• Première sonnerie...

     

    Quand j'ai vu son numéro apparaître sur mon afficheur, mon cœur s'est emballé, mais je me suis calmée, je ne voulais pas qu'elle l'entende battre, je ne voulais pas qu'elle sache que j'attendais ça.

     

    Deuxième sonnerie...

     

    Puis, je me suis dit que je n'avais pas tellement envie de ça, pas tellement envie de sortir ma balance pour peser mes mots, ma loupe pour surveiller mes mots. Mais si je laissais passer cet appelle, reviendrait-il?

     

    Troisième sonnerie...

     

    J'avais et j'ai envie de lui parler, mais je n'ai rien à lui dire. J'ai déjà vidé mon sac, ce sac si lourd à porter que je traînais depuis trop longtemps et j'avais hâte de le poser et de le vider une fois pour toute. Bon, je n'ai pas fait les choses dans les règles de l'art, j'ai tout sorti dans l'ordre et le désordre, justifiant à peine mon geste. Les choses défilaient les une après les autres. Le pire, c'est qu'après, je ne me suis pas sentie mieux, mais je n'avais plus rien à dire.

     

    Quatrième sonnerie...

     

    C'était sans doute ma dernière chance, après, j'entendrais ma propre voix annoncer que je suis bien qui je suis, la mère de vous-savez-qui, l'amoureuse de celui que vous connaissez déjà, que je ne suis pas là, que vous pouvez faire ce que vous savez après vous savez-quoi!

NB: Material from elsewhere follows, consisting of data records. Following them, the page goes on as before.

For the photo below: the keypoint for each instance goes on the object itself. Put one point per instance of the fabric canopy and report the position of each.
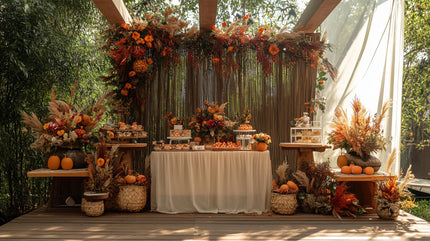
(367, 39)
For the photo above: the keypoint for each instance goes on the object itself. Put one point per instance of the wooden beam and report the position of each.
(114, 11)
(207, 13)
(315, 13)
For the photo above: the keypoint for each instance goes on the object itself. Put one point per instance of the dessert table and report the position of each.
(210, 181)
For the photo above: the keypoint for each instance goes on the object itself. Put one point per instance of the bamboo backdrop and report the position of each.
(273, 100)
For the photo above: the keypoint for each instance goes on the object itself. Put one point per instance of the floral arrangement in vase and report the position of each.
(211, 122)
(172, 120)
(261, 140)
(360, 136)
(66, 126)
(284, 192)
(100, 169)
(393, 196)
(317, 187)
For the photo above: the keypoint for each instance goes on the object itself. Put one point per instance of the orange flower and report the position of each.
(273, 49)
(261, 30)
(135, 35)
(100, 162)
(148, 16)
(111, 134)
(211, 110)
(78, 119)
(149, 38)
(140, 41)
(140, 65)
(245, 18)
(166, 51)
(131, 73)
(125, 26)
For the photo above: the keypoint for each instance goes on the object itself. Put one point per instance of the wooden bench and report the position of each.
(364, 187)
(66, 183)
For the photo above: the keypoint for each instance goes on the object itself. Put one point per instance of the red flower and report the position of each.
(273, 49)
(135, 35)
(211, 123)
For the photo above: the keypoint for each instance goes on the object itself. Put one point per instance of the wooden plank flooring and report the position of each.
(71, 224)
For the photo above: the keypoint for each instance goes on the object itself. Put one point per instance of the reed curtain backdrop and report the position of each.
(273, 100)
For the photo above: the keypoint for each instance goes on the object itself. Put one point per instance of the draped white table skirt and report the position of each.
(211, 181)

Laisserait-elle un message? Si non, rappellerait-elle? Si c'était pour m'annoncer que Grand-Maman nous a quittés ?  Malgré que chez nous, aucun drame n'ait fait les manchettes, j'ai toujours mangé à ma faim, jamais eu froid et été embrassée et câlinée tous les jours. Qu'avais-je à envier à mes amies qui avaient de bonnes relations avec elles? Qu'est-ce qui faisait que j'avais tant de chose à lui reprocher?

     

    Il ne fût ni bref, ni long. Pas de temps mort ou d'hésitations, pas plus que d'empressement à perdre haleine, simplement une enfilade de banales nouvelles, de quotidien. D'abord, le sempiternel reproche dans la voix, « il y a longtemps que je n'ai eu de tes nouvelles... », puis la varicelle de Mamzelle, le boulot de mon zhom, mes élèves et ma perte de poids... Rien de plus. Puis son boulot, ses créations, Grand-Maman bien sûr. Depuis juin que nous n'avions pas eu ce genre de discussion. Depuis que j'avais vidé mon sac. Je ne me sens pas mieux, pas plus mal, je suis seulement heureuse d'avoir rétabli le signal.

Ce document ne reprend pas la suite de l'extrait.